A nossa visão consiste na criação de um ecossistema onde investigadores, clínicos, engenheiros, criativos e empreendedores possam interagir para melhorar a saúde através do comportamento e da tecnologia, com um foco inicial nos distúrbios neurológicos e neuropsiquiátricos. Pretendemos criar um laboratório de transferência de conhecimento que seja colaborativo e que combine:

  • Salas imersivas para investigação, desenvolvimento e execução de ensaios clínicos para testar novas terapêuticas digitais;
  • Salas de tratamento igualmente equipadas para administração de terapêutica digital comprovada;
  • Infraestrutura computacional de alto desempenho e workshops para dispositivos de engenharia e novas abordagens em medicina digital;
  • Sala de aulas e espaço laboratorial para formação de uma nova geração de especialistas;
  • Espaço de incubadora para empresas spin-off, start-up e spin-in que queiram levar essas abordagens para o mercado;
  • Espaços de reuniões para realização de conferências e colaborações de longo prazo;
  • Restaurante para servir comida saudável e um ginásio, complementares às terapias imersivas digitais.

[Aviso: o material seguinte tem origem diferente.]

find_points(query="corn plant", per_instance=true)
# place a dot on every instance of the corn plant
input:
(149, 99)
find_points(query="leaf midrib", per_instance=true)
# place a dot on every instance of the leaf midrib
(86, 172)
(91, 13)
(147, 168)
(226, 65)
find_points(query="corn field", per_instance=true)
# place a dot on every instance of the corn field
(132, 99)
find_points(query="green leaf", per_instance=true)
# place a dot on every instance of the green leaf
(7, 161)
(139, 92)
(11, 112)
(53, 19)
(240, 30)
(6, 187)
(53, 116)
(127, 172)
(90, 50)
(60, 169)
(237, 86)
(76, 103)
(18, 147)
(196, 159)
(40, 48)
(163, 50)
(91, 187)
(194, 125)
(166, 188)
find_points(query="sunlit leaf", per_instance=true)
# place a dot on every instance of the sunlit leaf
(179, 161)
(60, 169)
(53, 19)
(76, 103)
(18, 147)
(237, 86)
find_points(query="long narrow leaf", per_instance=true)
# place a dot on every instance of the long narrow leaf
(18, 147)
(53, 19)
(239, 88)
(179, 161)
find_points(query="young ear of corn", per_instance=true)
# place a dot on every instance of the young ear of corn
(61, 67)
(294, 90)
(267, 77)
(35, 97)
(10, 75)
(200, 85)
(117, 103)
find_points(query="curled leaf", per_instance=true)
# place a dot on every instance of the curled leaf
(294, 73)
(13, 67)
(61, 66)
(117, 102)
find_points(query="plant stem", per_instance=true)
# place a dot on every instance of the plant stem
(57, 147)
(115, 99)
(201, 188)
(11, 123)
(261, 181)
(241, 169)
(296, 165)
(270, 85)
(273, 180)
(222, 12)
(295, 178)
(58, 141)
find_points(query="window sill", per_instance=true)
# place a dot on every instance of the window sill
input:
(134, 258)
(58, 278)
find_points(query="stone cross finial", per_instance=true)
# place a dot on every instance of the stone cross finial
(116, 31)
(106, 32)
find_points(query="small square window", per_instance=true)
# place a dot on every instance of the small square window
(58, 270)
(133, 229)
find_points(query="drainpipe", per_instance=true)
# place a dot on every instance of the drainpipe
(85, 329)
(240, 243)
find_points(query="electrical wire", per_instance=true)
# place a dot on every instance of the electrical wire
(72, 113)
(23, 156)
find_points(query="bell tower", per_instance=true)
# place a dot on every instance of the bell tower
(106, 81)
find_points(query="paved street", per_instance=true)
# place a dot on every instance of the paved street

Estes recursos físicos exigirão um grupo diversificado de profissionais para maximizar a missão. Para que isto possa acontecer é fundamental:

  • Identificar, quer internamente, entre os membros da comunidade da Fundação Champalimaud), quer externamente, clínicos das  diversas áreas médicas que comecem  a introduzir intervenções comportamentais juntamente com as abordagens de tratamento existentes e ajudar a investigá-las e desenvolvê-las, como ferramentas terapêuticas;
  • Identificar Bioinformáticos, investigadores de IA, cientistas da computação e analistas de big data para combinar dados longitudinais e multimodais de doentes, recolhidos de wearables (Gadgets) que rastreiam o comportamento ao longo do tempo, imagens médicas, histórico de casos clínicos e dados moleculares de amostras de doentes para dar suporte ao longo do curso do tratamento, bem como para avaliar a sua eficácia;
  • Criar um programa de educação médica e científica em neurociência e comportamento humano, ministrado por professores especializados nas áreas relevantes;
  • Tirar partido do grupo de investigadores em neurociência fundamental, já existente na Fundação Champalimaud, para ajudar a promover a transferência do conhecimento fundamental para a sua aplicação prática e tecnológica. 

 

Um exemplo do que já está a acontecer

Immersive Lab, Unidade da Mama, Fundação Champalimaud

O Immersive Lab, um projeto inovador promovido por uma equipa de médicos da Unidade de Mama da Fundação Champalimaud, visa trazer, para as salas de operação, tecnologias imersivas. O objetivo do seu projeto principal é melhorar exponencialmente a capacidade dos cirurgiões de localizarem com precisão alvos cirúrgicos no corpo dos doentes, conduzindo a melhores resultados clínicos. A abordagem consiste na utilização de técnicas de IA para transformar dados de imagens médicas, de vários tipos (por exemplo, ressonâncias magnéticas, ecografias, etc.) num “fantasma” preciso de um alvo cirúrgico, fixo digitalmente, e em tempo real, ao corpo do doente. Na sala de operações, este "fantasma" é disponibilizado aos cirurgiões através do uso de realidade aumentada.

O Immesive Lab representa mais um exemplo, além da terapia digital, de como o ecossistema previsto no novo centro dará origem a soluções inovadoras para a saúde, por meio da combinação de tecnologia imersiva, neurociência comportamental, conhecimento clínico e IA.